There are two problems here.
1. User-id/password management has become a real nuisance. Once this was
an issue for computer professionals only, now it affects everyone from children
to grandma.
2. There are other and better authentication methods available that become hard
to migrate to without making life hard for end-users by asking them to use another
login method. The site has no way of detecting the user's options.
It appears, that it may be possible to add some kind of negotiation/option
elements at the HTML level, that if supported by the underlying system could
offer a standardized and potentially more powerful version of the password
caches or external login form "hijacker software" that we currently use.
Tentative functionality for the AHE (Authentication Helper Extension):
- Find out if the AHE is installed/available
- If the AHE is available, find out if the site in question is in the list
- If in the list, put out a dialog box giving the user an option to login, decline
or manually enter login information.
- If the site so requests, the user's authentication options (in case form based
authentication was used) can be transferred during login, giving the site an
option to ask/require the user to upgrade their authentication. This could
involve anything from digest-authentication to certificates. The latter
current lacks a decent provision method but there is some work
going on in this area as well. MS CardSpaces is also an option.
- The authentication stuff would be possible to store in an USB token or
even better in a mobile phone. This is of course outside of HTML5
but will be natural to support within 3-5 years from now.

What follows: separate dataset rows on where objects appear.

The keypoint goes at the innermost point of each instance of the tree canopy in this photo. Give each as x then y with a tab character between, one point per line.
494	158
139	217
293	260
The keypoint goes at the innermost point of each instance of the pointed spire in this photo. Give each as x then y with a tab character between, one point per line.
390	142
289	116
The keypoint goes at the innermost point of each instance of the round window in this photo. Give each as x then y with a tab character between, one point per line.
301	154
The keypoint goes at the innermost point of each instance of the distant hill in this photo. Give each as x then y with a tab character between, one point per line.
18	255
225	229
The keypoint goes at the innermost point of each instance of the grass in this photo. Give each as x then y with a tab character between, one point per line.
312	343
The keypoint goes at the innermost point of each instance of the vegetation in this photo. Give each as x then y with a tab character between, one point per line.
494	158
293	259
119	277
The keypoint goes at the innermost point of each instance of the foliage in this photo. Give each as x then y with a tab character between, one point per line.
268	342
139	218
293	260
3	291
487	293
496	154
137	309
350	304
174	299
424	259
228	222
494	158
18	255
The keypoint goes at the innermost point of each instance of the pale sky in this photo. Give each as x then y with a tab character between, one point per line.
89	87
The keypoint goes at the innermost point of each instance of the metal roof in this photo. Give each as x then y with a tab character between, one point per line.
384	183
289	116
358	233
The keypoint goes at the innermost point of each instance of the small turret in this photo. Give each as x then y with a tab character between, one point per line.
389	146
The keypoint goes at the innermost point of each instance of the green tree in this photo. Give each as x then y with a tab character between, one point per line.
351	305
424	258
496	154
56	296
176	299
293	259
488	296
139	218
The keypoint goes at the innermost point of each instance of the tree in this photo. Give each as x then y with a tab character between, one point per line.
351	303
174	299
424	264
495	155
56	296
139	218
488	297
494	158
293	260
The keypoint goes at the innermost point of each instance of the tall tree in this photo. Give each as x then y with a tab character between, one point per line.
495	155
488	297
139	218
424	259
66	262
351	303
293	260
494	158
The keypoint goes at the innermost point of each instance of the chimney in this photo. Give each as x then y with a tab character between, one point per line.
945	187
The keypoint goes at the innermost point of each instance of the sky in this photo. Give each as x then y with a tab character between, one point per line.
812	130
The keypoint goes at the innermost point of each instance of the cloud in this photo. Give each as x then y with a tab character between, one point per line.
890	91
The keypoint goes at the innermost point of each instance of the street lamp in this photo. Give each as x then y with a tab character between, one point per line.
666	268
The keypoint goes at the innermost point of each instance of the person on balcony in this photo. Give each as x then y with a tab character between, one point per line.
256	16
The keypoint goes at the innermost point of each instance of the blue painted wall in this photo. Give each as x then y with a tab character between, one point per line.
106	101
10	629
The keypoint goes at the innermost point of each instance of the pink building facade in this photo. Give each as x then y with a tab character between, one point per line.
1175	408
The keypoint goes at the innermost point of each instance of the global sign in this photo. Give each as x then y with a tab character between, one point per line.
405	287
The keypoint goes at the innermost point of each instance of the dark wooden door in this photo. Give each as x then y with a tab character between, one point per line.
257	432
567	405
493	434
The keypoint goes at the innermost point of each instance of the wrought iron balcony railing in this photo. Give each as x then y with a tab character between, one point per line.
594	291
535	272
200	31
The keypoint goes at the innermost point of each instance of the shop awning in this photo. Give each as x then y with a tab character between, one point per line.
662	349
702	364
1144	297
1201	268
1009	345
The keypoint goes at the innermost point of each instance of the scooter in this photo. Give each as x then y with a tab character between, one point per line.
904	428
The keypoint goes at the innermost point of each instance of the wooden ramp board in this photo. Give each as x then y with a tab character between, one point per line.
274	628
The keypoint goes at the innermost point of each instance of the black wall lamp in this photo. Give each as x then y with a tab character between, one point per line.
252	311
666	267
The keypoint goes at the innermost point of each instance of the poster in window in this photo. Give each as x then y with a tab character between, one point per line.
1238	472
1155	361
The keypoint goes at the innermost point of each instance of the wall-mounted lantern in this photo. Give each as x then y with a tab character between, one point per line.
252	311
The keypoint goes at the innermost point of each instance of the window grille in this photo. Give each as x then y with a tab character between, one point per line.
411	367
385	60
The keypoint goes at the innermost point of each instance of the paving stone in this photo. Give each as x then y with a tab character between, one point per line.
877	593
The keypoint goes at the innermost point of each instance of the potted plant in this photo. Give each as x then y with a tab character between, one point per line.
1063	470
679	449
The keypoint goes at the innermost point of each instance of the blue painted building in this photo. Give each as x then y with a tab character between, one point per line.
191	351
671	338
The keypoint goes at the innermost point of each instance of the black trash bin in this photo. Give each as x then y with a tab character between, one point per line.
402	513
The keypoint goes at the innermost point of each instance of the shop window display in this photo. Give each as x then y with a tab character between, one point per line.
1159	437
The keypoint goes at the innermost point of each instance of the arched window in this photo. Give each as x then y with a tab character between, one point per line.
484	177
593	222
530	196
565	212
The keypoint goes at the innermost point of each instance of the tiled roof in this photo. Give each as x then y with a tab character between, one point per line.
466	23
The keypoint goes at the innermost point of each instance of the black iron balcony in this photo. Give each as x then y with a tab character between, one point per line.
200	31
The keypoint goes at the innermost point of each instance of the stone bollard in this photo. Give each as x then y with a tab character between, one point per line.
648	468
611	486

- The scheme would (if properly implemented) be able to thwart phishing
since a user-id/password (or other auth solution) could be tied to a
SSL root + host name (or even better host domain).
In essence the desired result is a portable (mobile) multi-site authentication
support mechanism that should not only make the web easier, but also
long-term considerably more secure.
Other Options?
==========
The other option is addressing this problem at the transport level but I think
form-based authentication is a better entrance point since it is already in place.
There is no problem [at all] of having a mechanism [in the proposed scheme]
that switches from form-based authentication to transport-level authentication
like using TLS-client-certificates, while the opposite is impossible.